Genius process design, foolproof operating systems, complex intertwined unit operations, sophisticated pilot plants. All mean nothing if you cannot obtain a sample, analyze and quantify exactly what is in it. Analytical, from method development to sampling procedure, technique, precision, and how to treat the data, is paramount. You must be able to measure it. This is why it is important to bring engineers, chemists, and technicians all together – upfront — to address the analytical needs and hurdles of a project. Often times, unique solutions will have to be sought on how to quantify what is in that sample. MATRIC not only specializes in design and development of new process technology through pilot plant scale, but also has decades of experience in analytical techniques including capturing the sample and method development.
Analytical in Action
Recently, MATRIC worked on a process including water, multiple sulfur components, hydrocarbons, oxygen, and nitrogen, among many other species. It was important for this new process idea to be proven by sampling directly inside a 2000⁰C furnace at a specified point that represented a certain residence time in the reactor. The sample was saturated with water, had available oxygen which allowed further reaction in the sampling system, and it was subject to concentration changes due to equilibrium shifts as temperature was reduced through the sampling system.
It was challenging to construct an apparatus that would allow us to obtain a gas sample in a 2000⁰C furnace and to quench the sample quickly. The sampling system involved ceramic capillaries, pumps, traps, and a quenching mechanism. Furthermore, it was not easy to obtain the sample with a syringe; the syringe draw rate had to be less than the pump/capillary draw rate. If the syringe draw rate were greater, it was possible to back-flow gas from downstream and the sample would not be representative.
Given the sulfur and water components, we had additional obstacles. Water would interfere with the gas chromatograph (GC) analysis and sulfur would condense/freeze out in the lines, plugging them. We needed a trapping mechanism, and phosphorous pentoxide (P2O5) was chosen to trap both water and sulfur. A cartridge was designed, and the method of pulling the sample was modified. Another hardship using P2O5 is that after time the reaction with water formed phosphoric acid, which could absorb other gas components and affect the sample; thus the P2O5 had be replaced frequently. All of this had to be studied to create a method to obtain reproducible representative samples.

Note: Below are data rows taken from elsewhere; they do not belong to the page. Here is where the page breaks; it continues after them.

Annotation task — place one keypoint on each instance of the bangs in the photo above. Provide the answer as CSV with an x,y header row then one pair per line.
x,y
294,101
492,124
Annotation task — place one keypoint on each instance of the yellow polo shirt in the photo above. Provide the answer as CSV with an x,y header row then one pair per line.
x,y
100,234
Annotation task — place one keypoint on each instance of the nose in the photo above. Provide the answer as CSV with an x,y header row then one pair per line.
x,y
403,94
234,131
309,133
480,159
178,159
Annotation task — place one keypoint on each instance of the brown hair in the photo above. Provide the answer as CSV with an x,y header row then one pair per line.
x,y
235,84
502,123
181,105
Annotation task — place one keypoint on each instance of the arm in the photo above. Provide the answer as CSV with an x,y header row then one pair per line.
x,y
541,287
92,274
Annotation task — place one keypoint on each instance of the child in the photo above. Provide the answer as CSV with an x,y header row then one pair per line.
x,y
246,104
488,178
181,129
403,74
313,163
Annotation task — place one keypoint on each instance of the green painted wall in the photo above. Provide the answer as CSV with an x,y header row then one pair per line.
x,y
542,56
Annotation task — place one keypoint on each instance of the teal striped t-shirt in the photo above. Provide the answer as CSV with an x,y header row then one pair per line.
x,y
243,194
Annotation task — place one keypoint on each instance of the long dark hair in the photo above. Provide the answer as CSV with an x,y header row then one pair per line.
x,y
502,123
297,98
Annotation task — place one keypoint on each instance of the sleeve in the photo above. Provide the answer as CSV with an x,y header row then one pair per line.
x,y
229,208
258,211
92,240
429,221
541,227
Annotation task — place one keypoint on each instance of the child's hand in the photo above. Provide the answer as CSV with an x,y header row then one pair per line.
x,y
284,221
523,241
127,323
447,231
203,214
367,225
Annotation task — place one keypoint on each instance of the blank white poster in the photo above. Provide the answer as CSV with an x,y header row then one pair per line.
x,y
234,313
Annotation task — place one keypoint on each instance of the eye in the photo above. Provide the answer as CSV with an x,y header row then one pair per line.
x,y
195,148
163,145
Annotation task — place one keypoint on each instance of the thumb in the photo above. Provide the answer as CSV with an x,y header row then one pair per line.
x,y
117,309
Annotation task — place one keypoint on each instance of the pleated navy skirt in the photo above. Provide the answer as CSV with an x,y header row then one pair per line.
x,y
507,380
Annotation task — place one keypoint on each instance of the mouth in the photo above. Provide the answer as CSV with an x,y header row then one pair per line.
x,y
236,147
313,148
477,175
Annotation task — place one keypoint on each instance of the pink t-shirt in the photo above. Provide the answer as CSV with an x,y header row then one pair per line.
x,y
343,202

Furthermore, the GC analysis itself was complex. With so many components and a wide breadth of concentration ranges (ppm to percent levels), a specialized GC had to be configured with multiple paths, multiple detectors, and special materials of construction to analyze such a sample. Dozens of calibration gases had to be used due to the multitude of ranges plus the non-stability and reactive nature of some of the components. Multiple GC methods had to be developed to analyze different samples at different concentrations.
Then, after quantifying the GC results, the composite had to be corrected for the water and sulfur that were removed. Thus, we now had to devise a way to measure the amount of sulfur and the amount of water and then create a file that would correct the true sample data for the missing components.
In conclusion, the tasks of obtaining a representative reproducible sample cannot be taken lightly. All of the various aspects of obtaining quality data should be considered early in the pilot plant design effort.